IX. MATTHEW LOCKE

1630 (?)—1677

A prominent personage in the seventeenth-century musical world was Matthew Locke. The exact date of his birth is not known, but it was approximately 1630. Matthew Locke laid the foundation of his art as a chorister in an English Cathedral, and at Exeter there is evidence that he occupied that position in 1638. The evidence cannot be disputed, as it is graven in the very fabric of the old Cathedral. The embryo musician took the trouble, upon two occasions, to inscribe his name upon the walls of the Cathedral, together with the dates. Upon the inner side of the old organ screen runs the legend "Matthew Lock, 1638," and in a more abbreviated form at a later date "M. L., 1641." As a boy he seems to have been content with a name of four letters Lock; in his later years he always attached a final "e" to his patronymic. At Exeter he had the advantage of being trained by Edward Gibbons, brother of the great Orlando, and, in addition to Gibbons' share in his training, he owed much to William Wake, Organist, for whom he wrote one of his first published works.

The period following Locke's later inscription—1641—was one not calculated to encourage or foster the art of music; the country was in a state of civil war, the soldiers of Cromwell wrought sad havoc in the Cathedrals, and the musical portions of those establishments came in for no small share of their destroying wrath.

At Westminster Abbey we are told "the soldiers brake down the organs for pots of ale," and the Cathedral at which Locke served his pupilage fared very badly at the hands of the Roundheads.

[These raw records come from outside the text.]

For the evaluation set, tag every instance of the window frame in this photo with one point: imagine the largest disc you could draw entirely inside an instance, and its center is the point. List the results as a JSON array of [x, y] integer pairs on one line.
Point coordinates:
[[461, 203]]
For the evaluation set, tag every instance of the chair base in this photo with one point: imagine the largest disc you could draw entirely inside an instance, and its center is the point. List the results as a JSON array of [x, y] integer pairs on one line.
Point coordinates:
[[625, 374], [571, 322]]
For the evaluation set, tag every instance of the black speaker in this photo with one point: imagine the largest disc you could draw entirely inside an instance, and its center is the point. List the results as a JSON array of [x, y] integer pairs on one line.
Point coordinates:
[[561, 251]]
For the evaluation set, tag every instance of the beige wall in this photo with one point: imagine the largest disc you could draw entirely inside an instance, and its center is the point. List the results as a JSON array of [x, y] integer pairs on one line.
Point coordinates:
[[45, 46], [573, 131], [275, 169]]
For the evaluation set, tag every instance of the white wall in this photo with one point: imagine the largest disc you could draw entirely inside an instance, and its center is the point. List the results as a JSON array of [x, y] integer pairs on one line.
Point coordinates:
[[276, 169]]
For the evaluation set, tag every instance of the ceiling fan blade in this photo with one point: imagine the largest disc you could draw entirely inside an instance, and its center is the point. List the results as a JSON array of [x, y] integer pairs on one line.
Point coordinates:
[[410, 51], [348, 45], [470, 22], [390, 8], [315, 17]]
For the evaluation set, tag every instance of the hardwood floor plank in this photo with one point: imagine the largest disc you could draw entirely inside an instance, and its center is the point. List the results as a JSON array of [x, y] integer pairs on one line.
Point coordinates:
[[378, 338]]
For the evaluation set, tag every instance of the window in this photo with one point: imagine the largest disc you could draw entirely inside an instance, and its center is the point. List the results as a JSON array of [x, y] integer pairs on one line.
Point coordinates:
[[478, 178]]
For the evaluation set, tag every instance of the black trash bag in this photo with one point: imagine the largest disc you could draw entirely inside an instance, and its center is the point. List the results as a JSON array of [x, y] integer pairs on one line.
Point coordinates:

It is natural, then, that during the stormy times which marked that period we have little intelligence concerning the doings of Locke. We have the dates of some of his compositions, one as early as 1651. The chief interest, however, which attaches to his work between 1650 and 1660 is that it is so much connected with the stage, and in that way marks the progress towards the Opera, of the English form of which Locke is sometimes credited with being the originator. As instances of this kind of work we might, perhaps, draw attention to his association with Christopher Gibbons in Shirley's Masque Cupid and Death (1653), and the music he wrote in 1656 for Davenant's Siege of Rhodes, in the production of which he himself shared—playing the part of the Admiral. Henry Lawes wrote some of the music of this Opera, and Purcell's father was one of the actors.

The next item of importance that we have concerning him is in the Diary of Samuel Pepys; there, under date February 21st, 1659/60, we read:

"After dinner I back to Westminster Hall. Here met with Mr. Lock and Pursell, Master of Musique, and with them to the Coffee House, into a room next the Water by ourselves. Here we had a variety of brave Italian and Spanish Songs, and a Canon of eight voices which Mr. Locke had lately made on these words 'Domine Salvum fac Regem,' an admirable thing."